Aveva studiato il violino e a Firenze il pianoforte. Continuò a
studiare poi a Roma. Fu la musica a farla emigrare verso Darmstadt la
meta dei giovani compositori: vi insegnavano Stockhausen, Boulez,
Tudor il pianista di John Cage con il quale lavorò a uno spettacolo
al quale partecipava anche Marce Cunningham. Della stagione musicale
della Rosselli rimane un saggio pubblicato sul Verri: è un lavoro di
etno-musicologia, frutto di quattordici anni di ricerca in Italia, in
Francia e a Londra. "Partendo dallo studio della Teoria
dodecafonica e da quello della musica di Bartok scriveva - ho
tentato di introdurre ciò che si potrebbe chiamare un allargamento
della teoria, in rapporto con la musica popolare, e in particolare con
la costruzione di strumenti le cui scale differiscono da quella del
pianoforte poiché sono basate sulla realtà fisica e le leggi
acustiche, mentre è noto che questo non è il caso nella scala
temperata. A questo scopo ho fatto costruire ad una fabbrica italiana,
la Farfisa, un piccolo pianoforte che riproduce la serie degli
armonici..."
Stessa
armonia nei versi della Rosselli.
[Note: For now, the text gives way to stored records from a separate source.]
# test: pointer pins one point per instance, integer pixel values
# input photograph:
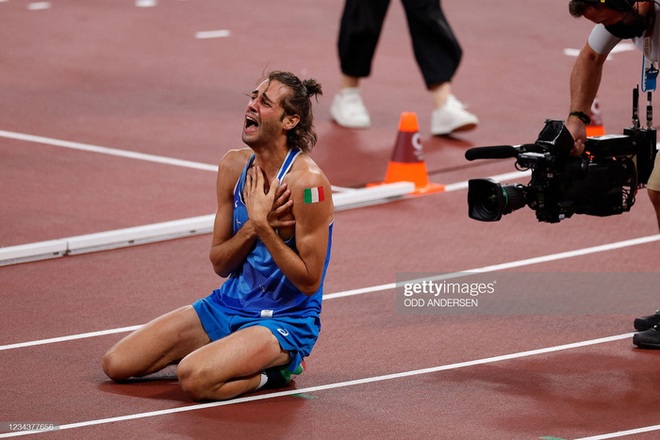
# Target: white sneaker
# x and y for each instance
(452, 117)
(348, 110)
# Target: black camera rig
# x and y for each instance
(601, 182)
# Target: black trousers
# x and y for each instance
(436, 48)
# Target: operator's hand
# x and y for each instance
(578, 130)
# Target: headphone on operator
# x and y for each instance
(618, 5)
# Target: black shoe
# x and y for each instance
(648, 339)
(647, 322)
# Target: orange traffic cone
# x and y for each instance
(407, 163)
(595, 127)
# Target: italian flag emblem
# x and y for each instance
(314, 195)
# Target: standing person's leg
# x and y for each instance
(359, 32)
(437, 50)
(162, 342)
(438, 54)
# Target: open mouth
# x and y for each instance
(251, 123)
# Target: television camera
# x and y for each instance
(601, 182)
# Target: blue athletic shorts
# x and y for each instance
(295, 335)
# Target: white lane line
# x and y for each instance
(622, 433)
(70, 337)
(38, 6)
(389, 286)
(336, 385)
(122, 153)
(509, 265)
Ricordiamo Variazioni belliche
del 64, Serie Ospedaliera del 69 o Documento
1966/73 o gli scritti giovanili che vanno dal 52 al 63 apparsi
negli Appunti sparsi e poi Impromptu 81. Certo è che
tutta la scrittura di Amelia Rosselli è un impasto di sovrapposizioni
linguistiche, consapevolezze musicali, echi di autori amati.
Con
Diario Ottuso aveva tentato un esperimento di prosa selvaggia.
"Partì - recita una frase di Diario Ottuso - partì senza
dire a nessuno che partiva; partiva ed era obbediente ad altri nel
partire. Una scrittura inquietante, reale, dura con la violenza di
una parola alienata ma non diversa fino a coniugare l'emozione con il
furore della mente. C'è uno spazio infinitamente più vasto di questa
stretta contrada che davvero "trema d'ingiuria" ed é TEMPO
doloroso, rallentato; sistema complesso all'interno del quale le
parole sono suoni e insieme pensieri.